For nearly an hour they rode in silence, Dirk lost in his thoughts, trying to put one thing together with the next and failing. Until finally Gwen looked at him with a smile. "I like flying an aircar," she said. "Even this one. It makes me feel free and clean, cut off from all the problems down there. You know what I mean?"

Dirk nodded. "Yes. You're not the first one to say that. Lots of people feel that way. Myself included."

"Yes," she said. "I used to take you flying, remember? On Avalon? I'd fly for hours and hours, from dawn until dark that one time, and you'd just sit with an arm out the window, staring far and away with that dreamy look on your face." She smiled again.

He did remember. Those trips had been very special. They never spoke much, just looked at each other from time to time, and whenever their eyes met they'd grin. It was inevitable; no matter how hard he fought it, that grin had always come. But now it all seemed terribly far off, and lost.

"What made you think of that?" he asked her.

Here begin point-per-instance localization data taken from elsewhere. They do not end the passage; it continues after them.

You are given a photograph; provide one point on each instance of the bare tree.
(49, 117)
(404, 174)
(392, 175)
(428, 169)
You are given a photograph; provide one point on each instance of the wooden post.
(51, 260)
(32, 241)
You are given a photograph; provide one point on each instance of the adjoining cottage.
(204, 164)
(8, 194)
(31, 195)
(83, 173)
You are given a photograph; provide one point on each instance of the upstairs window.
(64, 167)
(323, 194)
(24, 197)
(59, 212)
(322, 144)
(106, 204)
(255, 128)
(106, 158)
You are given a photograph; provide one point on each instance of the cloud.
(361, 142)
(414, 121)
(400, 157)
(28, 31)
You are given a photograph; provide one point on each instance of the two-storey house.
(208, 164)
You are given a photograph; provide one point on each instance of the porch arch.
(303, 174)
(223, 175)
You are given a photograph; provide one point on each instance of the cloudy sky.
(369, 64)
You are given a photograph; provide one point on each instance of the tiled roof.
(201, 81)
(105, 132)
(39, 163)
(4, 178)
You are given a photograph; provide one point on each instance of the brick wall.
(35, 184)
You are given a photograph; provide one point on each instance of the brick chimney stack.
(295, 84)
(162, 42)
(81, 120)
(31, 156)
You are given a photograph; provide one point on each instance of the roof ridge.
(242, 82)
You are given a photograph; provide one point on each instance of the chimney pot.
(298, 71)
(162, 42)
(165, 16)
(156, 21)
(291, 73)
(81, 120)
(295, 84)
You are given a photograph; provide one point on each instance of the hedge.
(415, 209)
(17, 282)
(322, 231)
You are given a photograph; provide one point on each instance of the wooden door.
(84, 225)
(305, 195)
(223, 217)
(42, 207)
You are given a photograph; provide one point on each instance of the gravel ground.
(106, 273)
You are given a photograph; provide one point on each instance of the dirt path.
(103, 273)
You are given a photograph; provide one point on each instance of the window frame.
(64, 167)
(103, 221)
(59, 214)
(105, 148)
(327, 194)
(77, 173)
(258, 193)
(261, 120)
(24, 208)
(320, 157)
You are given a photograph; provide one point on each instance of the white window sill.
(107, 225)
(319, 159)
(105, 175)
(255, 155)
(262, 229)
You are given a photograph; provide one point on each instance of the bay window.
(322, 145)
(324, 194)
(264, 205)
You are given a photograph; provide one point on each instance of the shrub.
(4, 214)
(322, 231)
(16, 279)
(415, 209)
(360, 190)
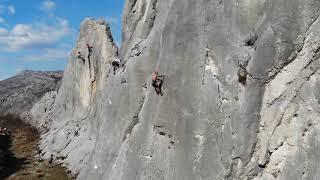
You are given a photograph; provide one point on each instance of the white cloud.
(112, 20)
(3, 31)
(2, 20)
(11, 10)
(48, 5)
(49, 54)
(34, 36)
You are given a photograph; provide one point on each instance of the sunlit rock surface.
(241, 93)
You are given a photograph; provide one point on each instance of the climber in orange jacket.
(157, 82)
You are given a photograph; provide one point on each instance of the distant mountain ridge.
(19, 93)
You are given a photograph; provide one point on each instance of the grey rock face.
(241, 93)
(19, 93)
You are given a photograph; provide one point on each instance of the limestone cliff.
(241, 93)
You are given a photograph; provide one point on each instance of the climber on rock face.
(157, 82)
(116, 64)
(89, 48)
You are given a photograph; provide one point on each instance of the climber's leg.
(155, 85)
(160, 82)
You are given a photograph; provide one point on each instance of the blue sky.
(39, 34)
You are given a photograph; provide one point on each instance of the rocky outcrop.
(19, 93)
(241, 93)
(69, 120)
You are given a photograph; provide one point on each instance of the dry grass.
(25, 164)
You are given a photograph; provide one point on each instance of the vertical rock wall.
(241, 93)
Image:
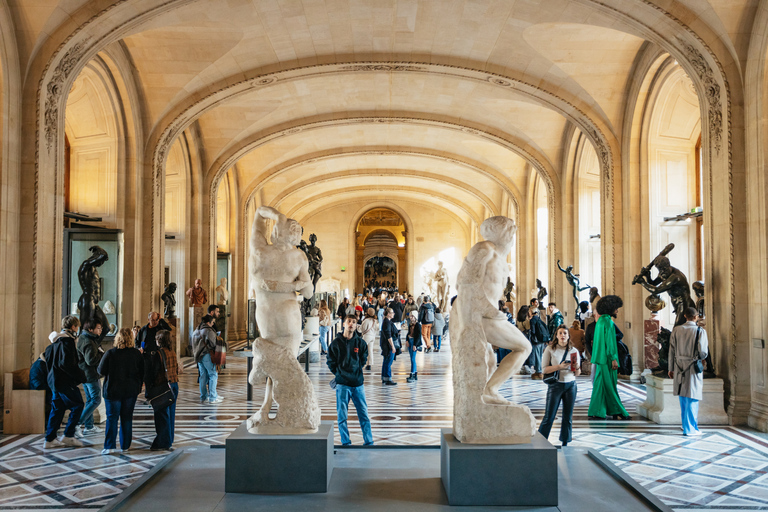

"You," she said, and gestured. "Sitting there, slouched, with one hand hanging over the side. Ah, Dirk. You cheat, you know. I think you did it deliberately, to make me think of Avalon, and smile, and want to hug you again. Bah."

And they laughed together.

And Dirk, almost unthinking, slid over in his seat and put his arm around her. She looked briefly into his face, then gave a small shrug, and her frown melted into a sigh of resignation and finally a reluctant smile. And she did not pull away.